No. People give the prequels a lot of flack. But I think the story, with Episode 3 especially, positively towers over 7. 3 was a story of corruption from within. About a free people becoming complicit in the destruction of their own democracy to thunderous applause. It was a brilliant story with weak execution. Which, in my opinion, trumps a weak story with brilliant execution every time. That's pretty much how I feel about 7. It's basically an episode 4 retread.
So much wasted potential.
The bare bones of the prequel trilogy plot had so much wasted potential.
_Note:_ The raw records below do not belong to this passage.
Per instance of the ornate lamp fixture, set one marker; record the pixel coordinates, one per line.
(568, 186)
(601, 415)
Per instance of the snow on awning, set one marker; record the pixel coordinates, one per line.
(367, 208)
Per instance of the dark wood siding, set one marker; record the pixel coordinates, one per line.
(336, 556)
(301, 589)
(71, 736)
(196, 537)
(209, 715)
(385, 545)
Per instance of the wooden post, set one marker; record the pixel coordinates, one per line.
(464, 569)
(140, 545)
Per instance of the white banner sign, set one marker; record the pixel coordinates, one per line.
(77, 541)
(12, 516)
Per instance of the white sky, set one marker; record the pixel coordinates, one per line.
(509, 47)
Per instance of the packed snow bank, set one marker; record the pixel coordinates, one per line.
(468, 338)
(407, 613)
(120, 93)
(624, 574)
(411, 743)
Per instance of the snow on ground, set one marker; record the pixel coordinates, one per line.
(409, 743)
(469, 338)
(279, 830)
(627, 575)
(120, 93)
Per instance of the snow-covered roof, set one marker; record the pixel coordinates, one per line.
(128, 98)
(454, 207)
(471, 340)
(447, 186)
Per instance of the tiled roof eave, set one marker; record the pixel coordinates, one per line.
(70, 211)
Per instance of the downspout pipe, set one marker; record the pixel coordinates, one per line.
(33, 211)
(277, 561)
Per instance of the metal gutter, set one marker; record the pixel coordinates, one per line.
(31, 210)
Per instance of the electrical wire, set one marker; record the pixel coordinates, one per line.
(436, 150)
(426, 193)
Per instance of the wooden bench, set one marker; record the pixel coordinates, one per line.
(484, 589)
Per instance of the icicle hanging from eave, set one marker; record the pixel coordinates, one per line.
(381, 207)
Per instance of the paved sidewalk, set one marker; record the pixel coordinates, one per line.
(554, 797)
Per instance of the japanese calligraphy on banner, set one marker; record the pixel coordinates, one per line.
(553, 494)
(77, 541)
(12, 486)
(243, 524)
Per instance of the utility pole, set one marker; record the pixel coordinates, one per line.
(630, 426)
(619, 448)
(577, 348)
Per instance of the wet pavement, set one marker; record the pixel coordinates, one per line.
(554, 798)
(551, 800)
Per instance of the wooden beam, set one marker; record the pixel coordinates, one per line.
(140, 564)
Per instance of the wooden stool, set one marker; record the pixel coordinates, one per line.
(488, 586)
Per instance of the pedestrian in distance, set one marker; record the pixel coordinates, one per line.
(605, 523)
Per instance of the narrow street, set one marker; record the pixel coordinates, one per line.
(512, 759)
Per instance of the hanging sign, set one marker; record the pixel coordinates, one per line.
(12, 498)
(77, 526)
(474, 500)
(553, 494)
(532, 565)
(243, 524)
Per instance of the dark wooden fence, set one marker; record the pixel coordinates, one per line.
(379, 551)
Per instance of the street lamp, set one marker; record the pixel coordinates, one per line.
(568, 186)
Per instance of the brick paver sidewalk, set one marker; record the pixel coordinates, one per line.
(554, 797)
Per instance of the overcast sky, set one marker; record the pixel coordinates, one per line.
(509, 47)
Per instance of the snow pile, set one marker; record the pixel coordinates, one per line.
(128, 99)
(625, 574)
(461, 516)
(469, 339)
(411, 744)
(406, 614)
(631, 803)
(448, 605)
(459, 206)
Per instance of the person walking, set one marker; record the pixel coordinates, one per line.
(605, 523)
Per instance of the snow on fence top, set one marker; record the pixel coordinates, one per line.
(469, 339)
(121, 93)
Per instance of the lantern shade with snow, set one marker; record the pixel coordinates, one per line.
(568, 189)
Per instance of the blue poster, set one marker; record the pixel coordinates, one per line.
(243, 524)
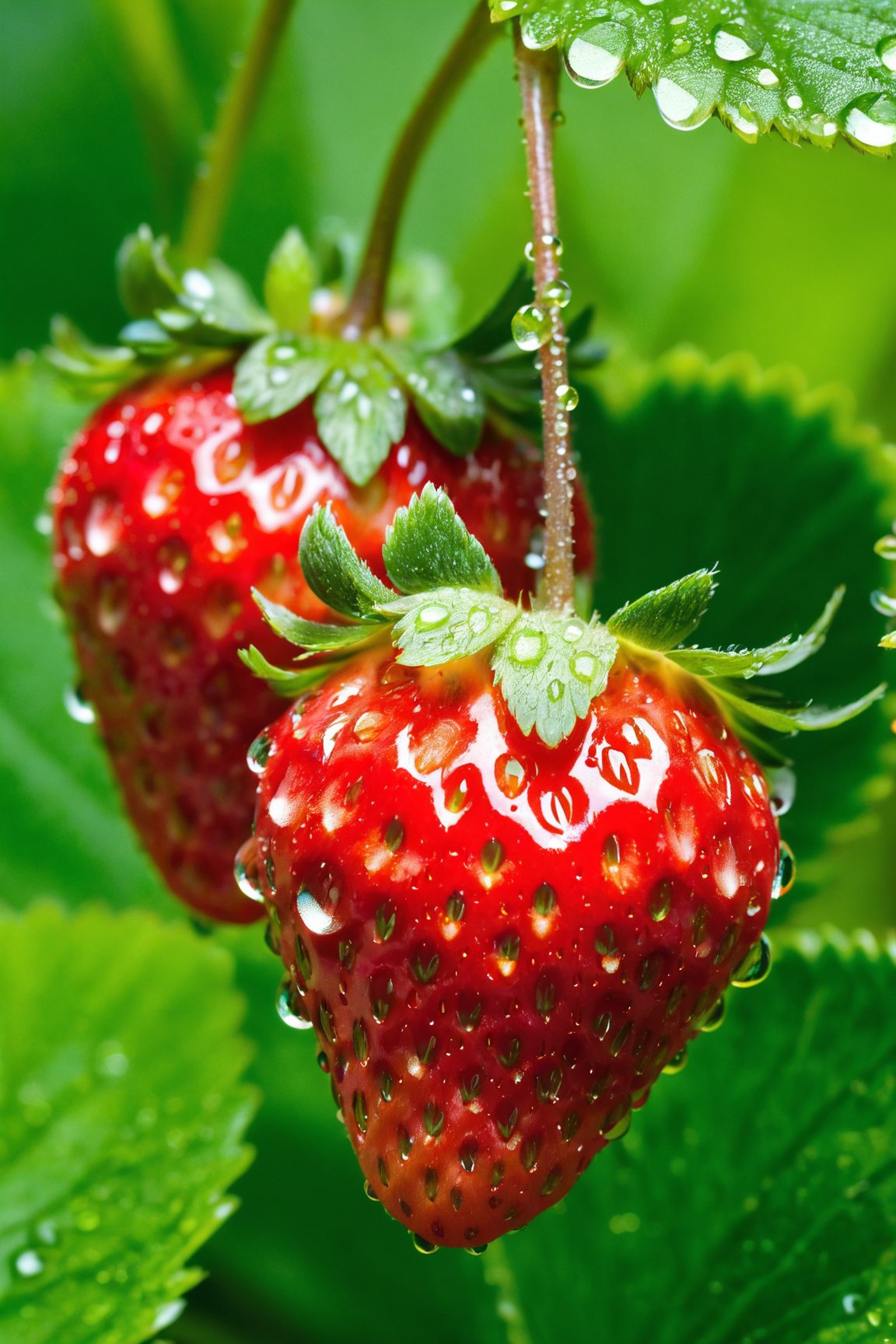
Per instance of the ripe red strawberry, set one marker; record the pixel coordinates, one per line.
(500, 943)
(512, 870)
(168, 509)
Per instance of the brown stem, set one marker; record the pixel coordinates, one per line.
(539, 74)
(212, 188)
(369, 299)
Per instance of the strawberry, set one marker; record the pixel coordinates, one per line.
(190, 489)
(502, 936)
(502, 943)
(170, 509)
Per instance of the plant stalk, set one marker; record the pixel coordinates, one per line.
(163, 96)
(369, 300)
(214, 180)
(539, 77)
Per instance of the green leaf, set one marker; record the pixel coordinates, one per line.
(790, 507)
(665, 618)
(310, 635)
(147, 280)
(785, 716)
(58, 805)
(334, 572)
(428, 546)
(446, 397)
(448, 624)
(810, 68)
(289, 282)
(214, 308)
(775, 657)
(93, 370)
(286, 681)
(277, 374)
(755, 1195)
(492, 331)
(550, 670)
(360, 413)
(120, 1129)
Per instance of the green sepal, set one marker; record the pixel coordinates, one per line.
(208, 306)
(277, 374)
(312, 636)
(446, 624)
(772, 711)
(492, 331)
(360, 413)
(289, 282)
(550, 670)
(429, 548)
(445, 394)
(775, 657)
(214, 308)
(665, 618)
(334, 572)
(286, 681)
(145, 277)
(101, 369)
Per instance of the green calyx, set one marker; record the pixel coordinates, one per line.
(293, 350)
(448, 604)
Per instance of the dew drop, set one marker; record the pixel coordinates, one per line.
(786, 873)
(680, 108)
(871, 120)
(755, 965)
(531, 327)
(29, 1264)
(733, 44)
(432, 616)
(556, 293)
(77, 706)
(246, 870)
(317, 905)
(887, 53)
(677, 1062)
(258, 754)
(290, 1008)
(530, 646)
(105, 524)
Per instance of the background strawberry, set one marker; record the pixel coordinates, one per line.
(502, 943)
(168, 509)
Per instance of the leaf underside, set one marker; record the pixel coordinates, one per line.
(814, 70)
(120, 1131)
(740, 430)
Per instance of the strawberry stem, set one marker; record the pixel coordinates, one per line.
(369, 300)
(214, 179)
(539, 75)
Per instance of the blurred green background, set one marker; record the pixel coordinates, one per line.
(679, 238)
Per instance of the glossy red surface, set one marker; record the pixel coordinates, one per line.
(168, 509)
(502, 945)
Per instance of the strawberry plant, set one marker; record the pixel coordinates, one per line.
(449, 596)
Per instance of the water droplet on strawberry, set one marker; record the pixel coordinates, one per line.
(786, 874)
(247, 870)
(79, 707)
(755, 967)
(290, 1008)
(105, 524)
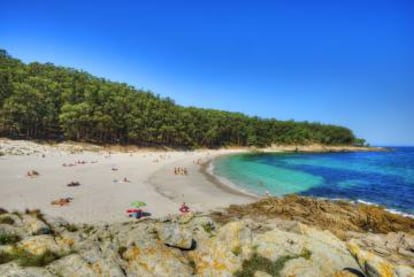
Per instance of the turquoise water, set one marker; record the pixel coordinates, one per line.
(384, 178)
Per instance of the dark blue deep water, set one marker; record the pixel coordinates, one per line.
(384, 178)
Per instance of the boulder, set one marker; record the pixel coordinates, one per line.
(71, 265)
(223, 254)
(309, 252)
(155, 259)
(375, 266)
(173, 234)
(38, 245)
(14, 270)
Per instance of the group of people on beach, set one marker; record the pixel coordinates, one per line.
(78, 162)
(182, 171)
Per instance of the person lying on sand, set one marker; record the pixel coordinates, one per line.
(32, 173)
(73, 184)
(62, 201)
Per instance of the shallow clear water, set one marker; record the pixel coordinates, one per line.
(384, 178)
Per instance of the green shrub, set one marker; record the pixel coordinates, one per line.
(5, 257)
(6, 220)
(236, 250)
(260, 263)
(25, 258)
(6, 238)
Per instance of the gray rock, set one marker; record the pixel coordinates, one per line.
(35, 226)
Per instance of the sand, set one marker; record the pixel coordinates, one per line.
(103, 196)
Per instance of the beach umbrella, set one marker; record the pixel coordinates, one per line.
(138, 204)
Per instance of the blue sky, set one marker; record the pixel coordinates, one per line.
(341, 62)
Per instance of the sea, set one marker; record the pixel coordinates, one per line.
(376, 178)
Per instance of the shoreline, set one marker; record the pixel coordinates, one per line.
(229, 186)
(102, 196)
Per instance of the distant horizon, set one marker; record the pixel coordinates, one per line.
(348, 64)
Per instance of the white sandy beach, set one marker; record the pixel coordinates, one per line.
(102, 196)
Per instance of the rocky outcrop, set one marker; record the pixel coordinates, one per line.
(190, 245)
(375, 266)
(335, 216)
(173, 234)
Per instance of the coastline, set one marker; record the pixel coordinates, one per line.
(102, 196)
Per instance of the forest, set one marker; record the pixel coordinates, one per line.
(45, 101)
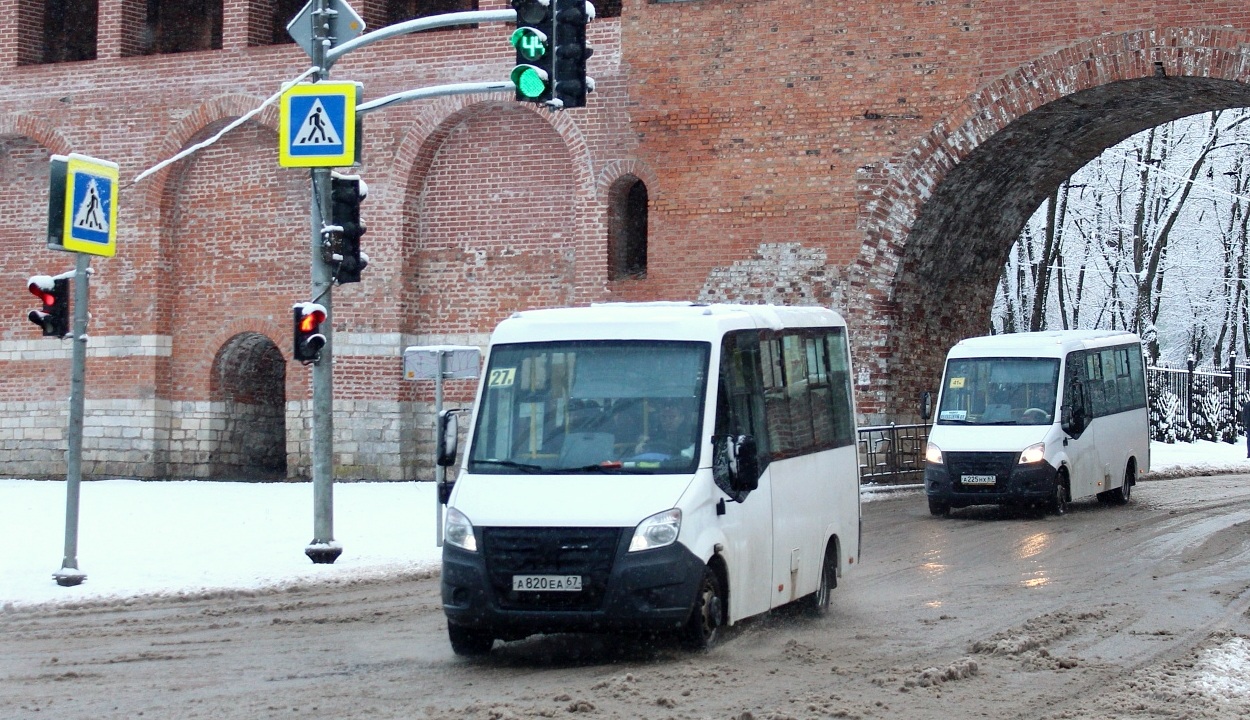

Instead, we got robotic performances from everyone (except Ewan McGregor right near the end of EP3), the dullest direction, craptacular dialogue, moronic character development and a coughing cyborg than may as well scream "shoot me in the heart for 60 points!". Christ, George Lucas had a chance to map out a character's development over pretty much their whole life and plot a convincing and meaty turn to the dark side, explore what it takes to make a real human being who has been brought up their whole life by people who value their moral code highly and also wield significant power and potential for corruption through wielding that power, and instead we got, "well from my point of view the Jedi are evil!"... er, why?
I haven't seen TFA, partly because after the prequels I would take a lot of convincing to pay to watch another SW movie, and partly because it's been described many as "A Familiar Hope".
Rogue One was the best SW I've seen since the original trilogy, but that's not saying much. It was competently executed all round and had some originality (as far as SW goes). I find "A New Hope" quite dull to watch these days. Empire is engaging, ROTJ maybe if I skip the ewok scenes and only the theatrical version.
I'd likely enthustiastically pay to see a decent script-writer and director make a series out of Kotor 1 & 2, those games at least explored the moral choices that Jedi and Sith make and the long-term consequences.
From what I've heard/seen so far, the new SW trilogy sounds like a pure cash-in, more competently executed than GL's trilogy, but that's about it. The Star Wars franchise would take a lot of work to un-fuck it. I'm not sure what creative reason there is for a sequel trilogy, the original trilogy basically tied off its loose ends. They had a chance to basically start with a clean slate, but they didn't take it. A universe of possibilities, instead we've got familiar characters because familiarity is what sells sequels.